Parece que essa moradia não quer olhar para ninguém

Assim que saio do portão de casa ela se põe na minha frente. Não aparece do nada como se fosse um vizinho ou um conhecido que apareceu do além, tampouco alguém que por acaso faça uma visita. Se fosse assim talvez seria menos bizarro, pois eu veria um rosto. Da forma como é e sempre foi, é uma construção sem face.
O sobrado – pelo menos imagino que seja isso – foi construído com as faces viradas para dentro da quadra, visíveis quando se olha a construção ao caminhar pela rua pela direita ou pela esquerda, mas ao vê-la de frente, como sempre a vejo, é um rosto liso. Nenhuma janela, porta ou indicação de que seja uma moradia, apenas muros espessos a protegendo da rua.
É um pouco desconfortável ver justo essa construção, principalmente ao perceber o que o lado do Guaíra onde moro há mais de uma década se tornou. Antes esse lado aqui do bairro lembrava um pouco uma cidade com um quê interiorano, dessas onde muitos se conhecem de vista e acenam com a mão ou a cabeça mesmo sem saberem os nomes uns dos outros, onde o dono da venda também conhece todo mundo de rosto e até mantém um caderno anotando as pendências de alguns que abrem contas a pagar no fim do mês. As ruas e calçadas em si sempre foram democráticas, dessas que nos dão o livre arbítrio de escolher em qual poça vamos nos molhar após uma chuva forte, em qual remendo de asfalto (nos raros que há) pisamos, e as casas eram menos vistosas e ostensivas em seus exteriores, não se impunham à distância nem faziam sombras grandes.
O terreno no qual construíram o dito cujo sem rosto que mencionei abrigou uma casa, na qual sua antiga dona adaptou um micro salão de cabelereiro em um espaço que poderia ter sido uma garagem ou o famoso quarto de juntar tralha que (quase) toda casa tem. A dona negociou o terreno e se mandou do Guaíra, nunca mais a vi e não me lembro de seu paradeiro; lembro apenas que bem antes da casa dela ser demolida e começarem a erguer as paredes da nova moradia a casa dela tinha a face virada à rua.

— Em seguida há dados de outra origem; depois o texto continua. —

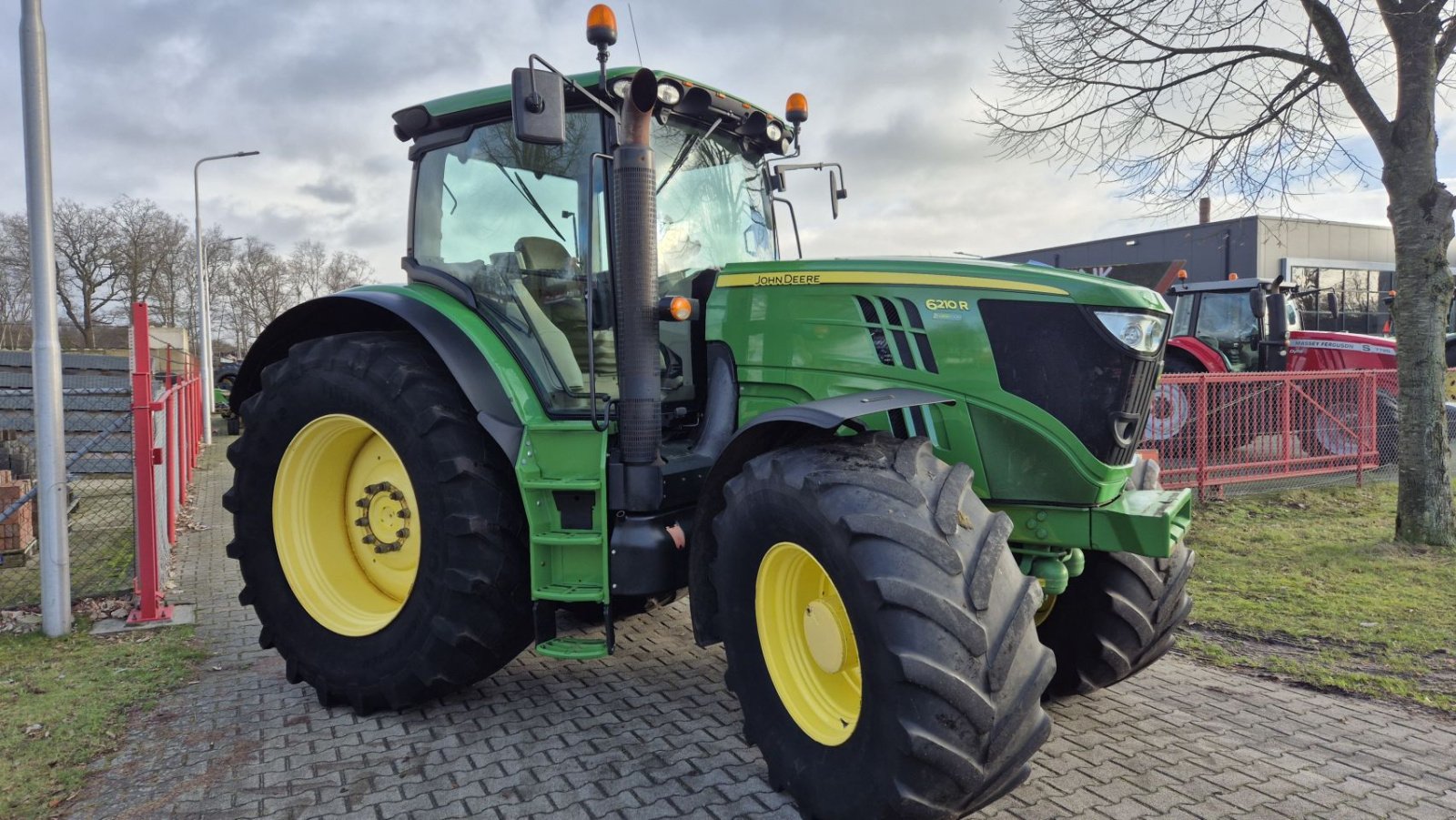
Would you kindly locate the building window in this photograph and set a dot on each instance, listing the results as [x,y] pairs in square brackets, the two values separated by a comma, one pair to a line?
[1358,306]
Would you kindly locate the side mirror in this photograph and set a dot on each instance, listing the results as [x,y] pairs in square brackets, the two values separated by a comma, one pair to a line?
[1279,318]
[539,106]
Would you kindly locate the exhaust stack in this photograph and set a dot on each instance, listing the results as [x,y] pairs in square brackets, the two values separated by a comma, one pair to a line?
[640,407]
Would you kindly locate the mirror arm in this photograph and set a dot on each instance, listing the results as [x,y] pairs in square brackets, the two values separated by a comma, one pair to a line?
[794,220]
[574,86]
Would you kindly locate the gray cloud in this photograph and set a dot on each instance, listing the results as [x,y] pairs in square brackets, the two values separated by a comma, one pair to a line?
[331,191]
[142,89]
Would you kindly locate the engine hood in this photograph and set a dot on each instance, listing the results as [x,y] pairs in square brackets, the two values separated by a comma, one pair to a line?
[944,276]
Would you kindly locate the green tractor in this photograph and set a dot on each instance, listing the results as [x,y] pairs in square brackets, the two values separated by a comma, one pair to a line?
[604,383]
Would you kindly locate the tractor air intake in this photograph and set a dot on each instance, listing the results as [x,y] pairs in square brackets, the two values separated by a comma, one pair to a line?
[640,407]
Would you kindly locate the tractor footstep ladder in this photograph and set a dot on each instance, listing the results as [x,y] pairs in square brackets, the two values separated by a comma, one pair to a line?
[565,501]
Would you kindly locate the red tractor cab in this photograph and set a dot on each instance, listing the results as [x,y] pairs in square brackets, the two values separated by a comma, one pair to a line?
[1251,327]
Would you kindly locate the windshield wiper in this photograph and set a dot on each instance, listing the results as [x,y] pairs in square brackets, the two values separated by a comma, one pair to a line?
[521,188]
[686,150]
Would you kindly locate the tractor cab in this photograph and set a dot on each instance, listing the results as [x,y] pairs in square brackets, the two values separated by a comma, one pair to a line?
[1234,325]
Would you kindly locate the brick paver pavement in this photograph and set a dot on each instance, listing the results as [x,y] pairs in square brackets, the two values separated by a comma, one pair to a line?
[652,733]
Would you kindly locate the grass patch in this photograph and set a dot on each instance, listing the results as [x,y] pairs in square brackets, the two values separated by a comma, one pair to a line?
[65,703]
[1308,586]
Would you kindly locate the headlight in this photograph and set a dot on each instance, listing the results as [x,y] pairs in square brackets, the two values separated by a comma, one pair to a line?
[1138,331]
[669,94]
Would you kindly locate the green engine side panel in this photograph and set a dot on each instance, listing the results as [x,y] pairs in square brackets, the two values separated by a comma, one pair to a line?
[558,461]
[801,331]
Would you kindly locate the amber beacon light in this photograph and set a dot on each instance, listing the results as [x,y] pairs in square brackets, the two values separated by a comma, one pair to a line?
[602,26]
[797,109]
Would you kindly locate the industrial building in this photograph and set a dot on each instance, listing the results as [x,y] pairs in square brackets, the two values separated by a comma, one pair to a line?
[1354,262]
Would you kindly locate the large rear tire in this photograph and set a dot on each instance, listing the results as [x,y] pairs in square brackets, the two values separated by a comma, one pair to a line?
[1121,613]
[880,637]
[407,586]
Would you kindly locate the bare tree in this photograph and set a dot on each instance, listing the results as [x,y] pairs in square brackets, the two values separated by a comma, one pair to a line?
[149,247]
[15,280]
[258,288]
[86,283]
[306,268]
[147,244]
[346,269]
[1256,99]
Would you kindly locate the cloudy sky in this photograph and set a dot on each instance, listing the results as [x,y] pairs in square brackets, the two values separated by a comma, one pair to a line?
[142,89]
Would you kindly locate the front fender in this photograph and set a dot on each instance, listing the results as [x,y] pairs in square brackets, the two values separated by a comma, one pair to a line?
[769,431]
[1198,351]
[390,309]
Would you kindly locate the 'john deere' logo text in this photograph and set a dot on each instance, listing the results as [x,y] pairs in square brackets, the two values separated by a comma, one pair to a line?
[788,278]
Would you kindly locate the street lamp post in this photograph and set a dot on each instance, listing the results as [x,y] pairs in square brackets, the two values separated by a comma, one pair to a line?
[204,306]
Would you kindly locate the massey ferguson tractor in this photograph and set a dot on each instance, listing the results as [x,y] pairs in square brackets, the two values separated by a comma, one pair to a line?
[902,492]
[1249,325]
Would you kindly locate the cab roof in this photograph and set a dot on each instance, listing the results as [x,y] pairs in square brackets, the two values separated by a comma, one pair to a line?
[478,106]
[1228,284]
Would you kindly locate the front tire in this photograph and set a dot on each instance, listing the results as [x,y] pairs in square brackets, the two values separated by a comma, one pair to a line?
[426,590]
[880,637]
[1121,613]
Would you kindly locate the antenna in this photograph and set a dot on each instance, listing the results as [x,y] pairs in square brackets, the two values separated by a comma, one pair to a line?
[635,41]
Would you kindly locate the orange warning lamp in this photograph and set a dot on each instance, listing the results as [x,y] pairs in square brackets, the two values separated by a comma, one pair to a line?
[674,309]
[602,26]
[797,109]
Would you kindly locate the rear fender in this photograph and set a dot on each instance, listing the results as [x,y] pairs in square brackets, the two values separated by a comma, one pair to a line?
[359,310]
[1206,357]
[769,431]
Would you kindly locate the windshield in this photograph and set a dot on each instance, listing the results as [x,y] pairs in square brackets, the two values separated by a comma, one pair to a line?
[711,200]
[523,226]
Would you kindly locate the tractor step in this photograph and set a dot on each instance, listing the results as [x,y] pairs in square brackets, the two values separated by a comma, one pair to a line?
[574,648]
[565,592]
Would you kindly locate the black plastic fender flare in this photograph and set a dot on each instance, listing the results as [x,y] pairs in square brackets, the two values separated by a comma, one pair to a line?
[769,431]
[357,310]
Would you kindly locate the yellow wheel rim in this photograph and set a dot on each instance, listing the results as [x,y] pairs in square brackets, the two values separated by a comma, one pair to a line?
[808,644]
[347,524]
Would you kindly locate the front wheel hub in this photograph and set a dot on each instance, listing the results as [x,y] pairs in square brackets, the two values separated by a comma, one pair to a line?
[344,524]
[808,644]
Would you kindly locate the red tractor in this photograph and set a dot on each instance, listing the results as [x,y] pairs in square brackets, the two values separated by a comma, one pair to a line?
[1254,327]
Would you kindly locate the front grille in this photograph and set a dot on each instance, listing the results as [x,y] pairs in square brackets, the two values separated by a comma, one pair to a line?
[1059,359]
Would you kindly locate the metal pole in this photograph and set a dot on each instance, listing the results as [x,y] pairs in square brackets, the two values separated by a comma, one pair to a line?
[46,349]
[204,306]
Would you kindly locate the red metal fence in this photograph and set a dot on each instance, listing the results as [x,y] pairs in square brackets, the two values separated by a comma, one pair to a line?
[167,420]
[1223,430]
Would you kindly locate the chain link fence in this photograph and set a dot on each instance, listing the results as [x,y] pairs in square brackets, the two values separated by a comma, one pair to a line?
[1249,433]
[96,402]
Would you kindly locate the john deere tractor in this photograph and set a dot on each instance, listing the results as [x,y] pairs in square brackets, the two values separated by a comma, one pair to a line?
[902,492]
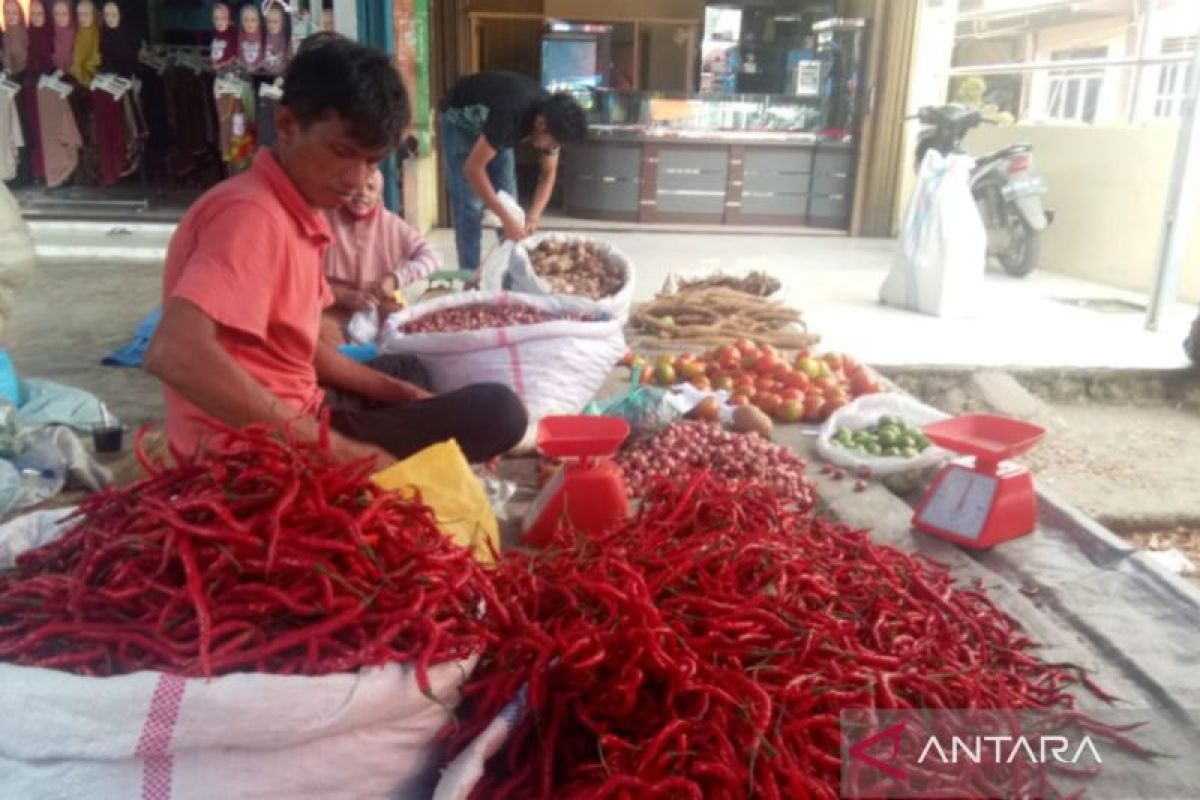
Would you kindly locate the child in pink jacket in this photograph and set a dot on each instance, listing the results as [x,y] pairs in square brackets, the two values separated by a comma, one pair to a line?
[373,253]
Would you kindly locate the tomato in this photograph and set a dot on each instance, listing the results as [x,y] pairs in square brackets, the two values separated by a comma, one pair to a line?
[834,361]
[768,402]
[798,380]
[790,411]
[690,370]
[814,407]
[765,365]
[811,367]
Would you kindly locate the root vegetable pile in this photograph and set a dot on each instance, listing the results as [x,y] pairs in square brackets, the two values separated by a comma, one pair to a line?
[478,317]
[757,283]
[258,554]
[707,649]
[577,268]
[721,316]
[739,458]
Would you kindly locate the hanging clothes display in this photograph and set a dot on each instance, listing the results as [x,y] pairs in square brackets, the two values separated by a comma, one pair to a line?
[192,114]
[279,38]
[41,62]
[111,104]
[85,59]
[223,49]
[60,134]
[16,38]
[12,139]
[251,38]
[64,36]
[16,60]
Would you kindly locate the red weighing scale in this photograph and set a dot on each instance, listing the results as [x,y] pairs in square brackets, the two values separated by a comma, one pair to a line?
[589,489]
[984,499]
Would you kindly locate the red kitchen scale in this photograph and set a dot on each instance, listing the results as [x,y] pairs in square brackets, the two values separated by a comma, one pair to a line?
[588,489]
[983,499]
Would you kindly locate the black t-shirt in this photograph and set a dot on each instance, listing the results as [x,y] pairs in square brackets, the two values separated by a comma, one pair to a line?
[505,103]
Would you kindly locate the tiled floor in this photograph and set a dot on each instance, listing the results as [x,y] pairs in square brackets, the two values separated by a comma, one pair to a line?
[835,281]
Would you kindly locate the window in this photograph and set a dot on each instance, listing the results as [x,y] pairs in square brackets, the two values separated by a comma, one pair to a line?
[1074,95]
[1174,79]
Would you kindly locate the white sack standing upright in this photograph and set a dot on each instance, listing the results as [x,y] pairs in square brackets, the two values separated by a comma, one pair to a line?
[17,256]
[942,251]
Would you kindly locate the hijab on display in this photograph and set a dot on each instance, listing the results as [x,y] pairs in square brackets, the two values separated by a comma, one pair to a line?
[225,35]
[64,35]
[250,37]
[41,38]
[16,37]
[87,53]
[117,53]
[279,38]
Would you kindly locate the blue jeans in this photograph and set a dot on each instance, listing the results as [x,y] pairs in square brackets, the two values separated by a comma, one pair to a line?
[466,206]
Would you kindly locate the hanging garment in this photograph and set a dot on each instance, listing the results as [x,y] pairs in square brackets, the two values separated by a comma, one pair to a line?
[12,138]
[136,131]
[87,56]
[41,61]
[16,40]
[111,143]
[60,137]
[64,38]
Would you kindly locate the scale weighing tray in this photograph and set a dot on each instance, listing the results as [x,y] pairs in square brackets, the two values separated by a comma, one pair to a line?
[588,493]
[984,499]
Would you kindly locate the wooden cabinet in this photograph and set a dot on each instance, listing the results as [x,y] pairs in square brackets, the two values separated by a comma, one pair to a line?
[658,180]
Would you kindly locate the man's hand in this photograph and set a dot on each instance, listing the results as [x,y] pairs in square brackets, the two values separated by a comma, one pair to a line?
[405,392]
[514,230]
[353,299]
[346,449]
[385,289]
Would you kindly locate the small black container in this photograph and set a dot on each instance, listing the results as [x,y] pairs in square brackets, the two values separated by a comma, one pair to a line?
[107,440]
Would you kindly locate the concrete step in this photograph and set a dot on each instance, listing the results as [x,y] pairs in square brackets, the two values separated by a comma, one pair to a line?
[60,240]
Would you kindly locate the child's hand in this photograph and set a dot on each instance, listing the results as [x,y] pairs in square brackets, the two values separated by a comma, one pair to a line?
[353,299]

Meses de leva-e-traz de material de construção, estava pronta. Contornos retos e mais precisos que um desenho em uma prancheta, o que um dia foi rascunho ganhou tijolos e cores. E por alguma razão resolveram – sei lá quem, construtora e demais responsáveis pela obra – deixá-la com a frente para o lado de dentro do bloco. É estranho demais, parece que uma parte da rua que me permito chamar de minha não quer olhar para ninguém. Esse lado do Guaíra mudou bastante nos últimos anos, mas não a ponto de ficar irreconhecível como se fosse um bairro diferente e até oposto àquele de uma década e meia atrás, quando minha mãe e eu viemos morar por aqui.
Em um palpite bem grosseiro, conserva metade de suas características anteriores, e nem precisa caminhar tanto por aqui para ver o quanto cresceu. Saindo à direita de onde moro em direção à área mais agitada e comercial do Guaíra, antes de atravessar a fronteira invisível que o divide de bairros vizinhos, veem-se mais casas e sobrados recentes com menos de uma década de vida, às vezes com seus donos ou inquilinos prestes a sair para fazer qualquer coisa fora de casa. Assim como suas moradias, seus rostos são visíveis – ao contrário da construção sem rosto virado para a rua, cuja explicação parece um mistério insondável.